Brasil registra oitocentos casos de câncer de mama em homens por ano
Com registros confirmados no Amapá, mastologista Marcelo Moura Fé destaca que diagnóstico precoce garante até 90% de chance de cura

Douglas Lima
Editor
Embora correspondam a apenas 1% dos registros totais de câncer de mama, os diagnósticos em homens podem chegar a oitocentos por ano no Brasil. Segundo o mastologista Marcelo Moura Fé, esse número pode ser ainda maior, uma vez que o público masculino não costuma incluir exames preventivos em sua rotina de check-up.
Em entrevista ao programa ‘Ponto de Encontro’ (Diário FM 90,9) nesta segunda-feira, 4, o médico destacou que já houve registros da doença no Amapá e ressaltou que, assim como ocorre com as mulheres, as chances de recuperação são altas quando o diagnóstico é feito precocemente.
“O câncer de mama acontece nos dois sexos, da mesma forma. Contudo, no homem geralmente o diagnóstico é mais tardio, pois eles não têm o costume de se autoexaminar e a mamografia não é comum para eles”, atentou o especialista.
Marcelo explicou que os principais sintomas são lesões palpáveis e indolores, além de nódulos na axila, este último geralmente indica uma disseminação maior da doença.
“Os nódulos vão pelos gânglios da axila, depois ocorrem as lesões nos fígados e nos ossos. Em alguns casos, não há muito o que fazer em termos cirúrgicos, e então recorremos à quimioterapia e à hormonioterapia, para que haja o bloqueio dos receptores do tumor. Isso é feito com medicação”, detalhou.
O médico alertou que muitos homens só descobrem a doença em estágio avançado, o que dificulta a precisão das estatísticas. Por isso, acredita-se que os números reais sejam subestimados. No Amapá foram registrados dois casos em 2025.
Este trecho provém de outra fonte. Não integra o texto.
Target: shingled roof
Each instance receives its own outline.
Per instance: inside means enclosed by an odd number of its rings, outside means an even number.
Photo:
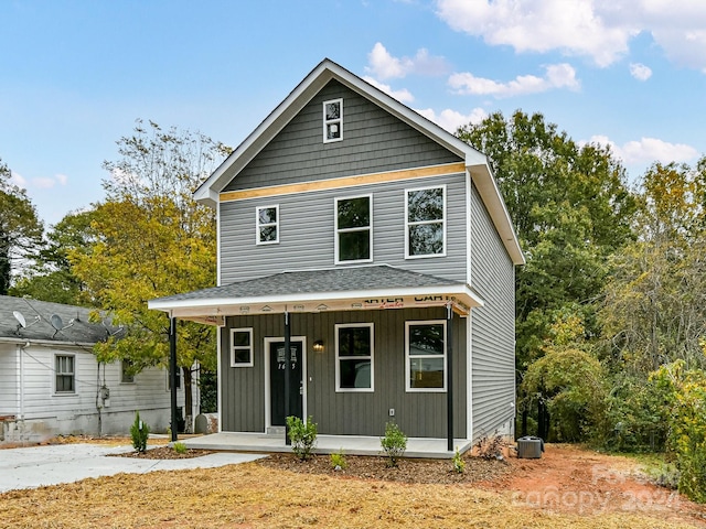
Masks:
[[[84,306],[0,295],[0,341],[93,345],[118,331],[101,323],[90,323],[90,311]],[[26,327],[22,327],[14,313],[24,317]],[[60,319],[54,319],[56,326],[52,323],[54,315]]]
“A gordura é um fator de risco, ela atrapalha o diagnóstico, mascarando nódulos pequenos. A obesidade é a segunda maior causa de câncer, só perde para o tabagismo, ela causa maior oxidação das células, gerando a mutação genética, que é a origem do câncer”, esclareceu o doutor.
Por fim, o mastologista afirmou que a medicina possui amplo conhecimento sobre a patologia e que o Amapá dispõe de estrutura para tratamentos e cirurgias. Ele reforçou que em 90% dos casos diagnosticados em tempo hábil o resultado é positivo.